Таким образом, разработанный нами высокочувствительный и высокоселективный метод определения CA и 3HAA в плазме крови позволил впервые в мировой практике определить концентрации CA в крови человека. В данной работе мы применили этот метод для оценки концентрации CA и 3HAA у больных шизофренией до и после лечения. Интересным для нас оказался факт наличия обратной корреляции суммы CA и 3HAA до лечения с суммарным баллом по шкале PANSS после лечения. Полученный результат хорошо согласуется с данными об антипсихотической активности CA. Разработанный нами метод определения концентрации CA в плазме крови человека открывает возможности для исследования ее уровней у здоровых добровольцев, а также при различных психопатологиях.
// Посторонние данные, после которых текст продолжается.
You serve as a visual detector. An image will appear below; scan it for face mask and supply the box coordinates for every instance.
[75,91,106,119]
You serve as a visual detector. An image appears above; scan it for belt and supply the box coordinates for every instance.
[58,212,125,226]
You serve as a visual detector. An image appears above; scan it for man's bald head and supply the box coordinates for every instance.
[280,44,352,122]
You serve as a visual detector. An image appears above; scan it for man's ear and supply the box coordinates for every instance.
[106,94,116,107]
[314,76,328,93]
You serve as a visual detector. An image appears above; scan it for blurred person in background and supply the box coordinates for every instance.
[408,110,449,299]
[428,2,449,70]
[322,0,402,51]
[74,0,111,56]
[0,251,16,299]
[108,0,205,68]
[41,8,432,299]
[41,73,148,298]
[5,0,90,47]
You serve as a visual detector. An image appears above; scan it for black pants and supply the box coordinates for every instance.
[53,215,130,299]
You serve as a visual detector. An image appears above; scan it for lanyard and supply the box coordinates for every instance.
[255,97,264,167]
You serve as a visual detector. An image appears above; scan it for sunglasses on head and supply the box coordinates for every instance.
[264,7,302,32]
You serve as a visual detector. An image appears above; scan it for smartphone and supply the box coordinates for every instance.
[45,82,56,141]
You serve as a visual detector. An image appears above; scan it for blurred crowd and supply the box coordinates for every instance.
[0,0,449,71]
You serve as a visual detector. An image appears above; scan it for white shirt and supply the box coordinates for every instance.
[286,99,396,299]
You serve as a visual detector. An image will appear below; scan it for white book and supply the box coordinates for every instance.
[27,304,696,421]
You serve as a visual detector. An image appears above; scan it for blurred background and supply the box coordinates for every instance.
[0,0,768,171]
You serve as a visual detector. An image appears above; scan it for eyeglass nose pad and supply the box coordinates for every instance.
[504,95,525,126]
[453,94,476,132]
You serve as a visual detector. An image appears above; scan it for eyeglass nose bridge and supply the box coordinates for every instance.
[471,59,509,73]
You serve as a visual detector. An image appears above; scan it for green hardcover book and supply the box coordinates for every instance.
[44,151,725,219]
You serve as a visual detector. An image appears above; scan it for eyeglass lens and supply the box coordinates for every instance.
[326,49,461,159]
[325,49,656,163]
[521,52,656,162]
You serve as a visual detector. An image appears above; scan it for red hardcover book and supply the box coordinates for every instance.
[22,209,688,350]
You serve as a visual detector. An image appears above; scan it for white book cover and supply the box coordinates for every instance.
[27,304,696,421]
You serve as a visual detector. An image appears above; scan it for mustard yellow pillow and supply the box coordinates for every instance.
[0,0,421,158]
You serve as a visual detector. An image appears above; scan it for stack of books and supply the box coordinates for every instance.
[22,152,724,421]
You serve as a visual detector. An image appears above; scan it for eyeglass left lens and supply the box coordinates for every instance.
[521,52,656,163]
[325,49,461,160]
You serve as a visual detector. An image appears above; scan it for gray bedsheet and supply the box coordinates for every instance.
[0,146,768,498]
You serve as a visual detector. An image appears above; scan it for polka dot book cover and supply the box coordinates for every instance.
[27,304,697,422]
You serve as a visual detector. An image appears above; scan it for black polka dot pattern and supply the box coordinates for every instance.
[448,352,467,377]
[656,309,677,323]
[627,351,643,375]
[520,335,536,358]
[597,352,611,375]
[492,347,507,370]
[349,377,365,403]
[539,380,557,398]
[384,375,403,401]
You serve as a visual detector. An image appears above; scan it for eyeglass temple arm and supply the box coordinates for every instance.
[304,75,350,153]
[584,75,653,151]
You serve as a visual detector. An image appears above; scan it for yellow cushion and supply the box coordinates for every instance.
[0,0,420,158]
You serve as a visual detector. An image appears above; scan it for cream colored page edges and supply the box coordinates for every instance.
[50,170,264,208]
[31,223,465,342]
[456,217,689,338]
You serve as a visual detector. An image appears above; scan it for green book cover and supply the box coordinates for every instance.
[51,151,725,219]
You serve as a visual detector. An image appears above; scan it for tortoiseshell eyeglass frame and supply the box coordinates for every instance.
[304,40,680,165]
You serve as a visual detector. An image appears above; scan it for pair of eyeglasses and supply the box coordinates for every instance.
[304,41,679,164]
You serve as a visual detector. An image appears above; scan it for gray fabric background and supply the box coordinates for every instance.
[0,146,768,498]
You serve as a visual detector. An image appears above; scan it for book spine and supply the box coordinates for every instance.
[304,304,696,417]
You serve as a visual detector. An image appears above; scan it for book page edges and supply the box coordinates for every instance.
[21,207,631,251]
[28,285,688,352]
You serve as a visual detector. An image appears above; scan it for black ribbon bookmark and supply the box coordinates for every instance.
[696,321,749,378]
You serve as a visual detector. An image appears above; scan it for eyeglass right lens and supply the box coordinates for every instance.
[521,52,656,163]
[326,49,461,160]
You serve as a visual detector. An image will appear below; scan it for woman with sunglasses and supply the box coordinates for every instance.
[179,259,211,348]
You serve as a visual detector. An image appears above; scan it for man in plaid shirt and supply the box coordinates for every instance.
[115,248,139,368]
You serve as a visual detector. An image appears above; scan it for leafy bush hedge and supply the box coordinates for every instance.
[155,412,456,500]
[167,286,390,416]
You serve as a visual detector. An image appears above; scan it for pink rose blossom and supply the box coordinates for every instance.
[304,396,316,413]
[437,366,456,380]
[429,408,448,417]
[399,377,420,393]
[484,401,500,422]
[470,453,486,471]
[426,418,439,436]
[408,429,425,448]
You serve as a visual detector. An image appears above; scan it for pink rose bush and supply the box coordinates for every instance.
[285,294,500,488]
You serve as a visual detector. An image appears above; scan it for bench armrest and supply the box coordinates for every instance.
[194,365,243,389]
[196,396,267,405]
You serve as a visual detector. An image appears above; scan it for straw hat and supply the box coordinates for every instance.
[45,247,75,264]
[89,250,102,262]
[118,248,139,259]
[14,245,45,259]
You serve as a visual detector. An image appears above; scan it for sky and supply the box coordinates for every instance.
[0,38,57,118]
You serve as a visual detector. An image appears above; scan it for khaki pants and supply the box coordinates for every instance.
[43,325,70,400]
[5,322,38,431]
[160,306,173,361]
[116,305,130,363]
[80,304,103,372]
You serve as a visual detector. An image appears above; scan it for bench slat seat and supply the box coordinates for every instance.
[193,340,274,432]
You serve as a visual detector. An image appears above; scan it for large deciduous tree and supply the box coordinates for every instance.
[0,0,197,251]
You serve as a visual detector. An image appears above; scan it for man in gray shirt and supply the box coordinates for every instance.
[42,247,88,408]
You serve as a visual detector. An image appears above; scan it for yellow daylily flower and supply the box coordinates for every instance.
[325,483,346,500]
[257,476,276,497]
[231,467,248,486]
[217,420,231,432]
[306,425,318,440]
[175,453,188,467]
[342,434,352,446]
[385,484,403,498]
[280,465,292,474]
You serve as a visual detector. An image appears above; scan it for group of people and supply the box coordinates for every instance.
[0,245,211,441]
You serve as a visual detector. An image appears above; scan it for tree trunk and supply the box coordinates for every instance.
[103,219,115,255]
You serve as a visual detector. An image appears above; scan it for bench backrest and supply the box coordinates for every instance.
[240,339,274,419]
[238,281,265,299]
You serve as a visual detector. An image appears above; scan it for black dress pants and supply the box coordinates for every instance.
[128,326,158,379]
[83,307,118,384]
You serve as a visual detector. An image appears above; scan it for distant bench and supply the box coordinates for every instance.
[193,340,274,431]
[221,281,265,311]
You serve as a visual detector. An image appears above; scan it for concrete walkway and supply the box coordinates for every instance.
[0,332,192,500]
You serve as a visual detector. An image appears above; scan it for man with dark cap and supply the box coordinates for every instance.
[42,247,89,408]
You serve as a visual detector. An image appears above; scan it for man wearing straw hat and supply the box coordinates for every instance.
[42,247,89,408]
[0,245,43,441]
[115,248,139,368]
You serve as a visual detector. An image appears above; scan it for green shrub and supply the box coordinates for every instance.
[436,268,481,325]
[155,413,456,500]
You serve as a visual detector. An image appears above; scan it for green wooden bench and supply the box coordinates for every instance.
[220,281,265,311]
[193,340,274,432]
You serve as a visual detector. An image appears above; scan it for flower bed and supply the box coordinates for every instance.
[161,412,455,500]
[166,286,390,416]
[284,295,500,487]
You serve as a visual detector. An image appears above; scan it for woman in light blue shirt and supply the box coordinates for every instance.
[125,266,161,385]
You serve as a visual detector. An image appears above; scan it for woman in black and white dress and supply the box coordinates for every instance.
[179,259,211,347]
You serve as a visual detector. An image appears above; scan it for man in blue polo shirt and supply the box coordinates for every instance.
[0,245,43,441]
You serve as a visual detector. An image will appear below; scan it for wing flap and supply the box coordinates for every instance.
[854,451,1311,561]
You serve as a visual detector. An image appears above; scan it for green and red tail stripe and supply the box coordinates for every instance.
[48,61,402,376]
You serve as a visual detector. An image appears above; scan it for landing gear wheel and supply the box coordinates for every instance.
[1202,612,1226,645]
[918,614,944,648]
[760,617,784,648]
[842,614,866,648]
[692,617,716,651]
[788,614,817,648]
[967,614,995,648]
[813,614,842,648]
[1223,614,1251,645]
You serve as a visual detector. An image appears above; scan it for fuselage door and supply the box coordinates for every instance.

Описательная статистика для концентраций CA и 3HAA в плазме крови пациентов с шизофренией (n=23) до и после лечения
Вещество | Me | Q1 | Q3 | min | max | 95% ДИ |
До лечения | ||||||
CA (нмоль/л) | 11,26 | 6,92 | 16,77 | 3,03 | 38,31 | 7,51; 16,24 |
3HAA (нмоль/л) | 14,95 | 8,03 | 21,48 | 3,00 | 28,01 | 8,03; 20,86 |
[CA] + [3HAA] | 26,94 | 20,16 | 36,87 | 9,39 | 48,88 | 21,17; 33,65 |
После лечения | ||||||
CA (нмоль/л) | 8,03 | 5,08 | 15,44 | 2,49 | 45,30 | 5,64; 14,98 |
3HAA (нмоль/л) | 20,05 | 13,27 | 25,40 | 2,55 | 186,10 | 13,86; 23,88 |
[CA] + [3HAA] | 28,98 | 18,80 | 38,43 | 7,88 | 38,43 | 19,41; 37,23 |
Рис. 2. Точечные диаграммы концентраций CA в плазме крови до и после лечения.
Рис. 3. Корреляция по Спирмену суммы концентраций CA и 3HAA в плазме крови до лечения с суммарным баллом по шкале PANSS после лечения.
Рис. 4. Корреляция по Спирмену концентраций CA в плазме крови до лечения с суммарным баллом по шкале PANSS после лечения.
Заключение
Полученные связи с клиническими данными показывают потенциальную прогностическую значимость определения уровней CA и 3HAA в плазме крови и повышают актуальность дальнейших исследований.
Авторы заявляют об отсутствии конфликта интересов.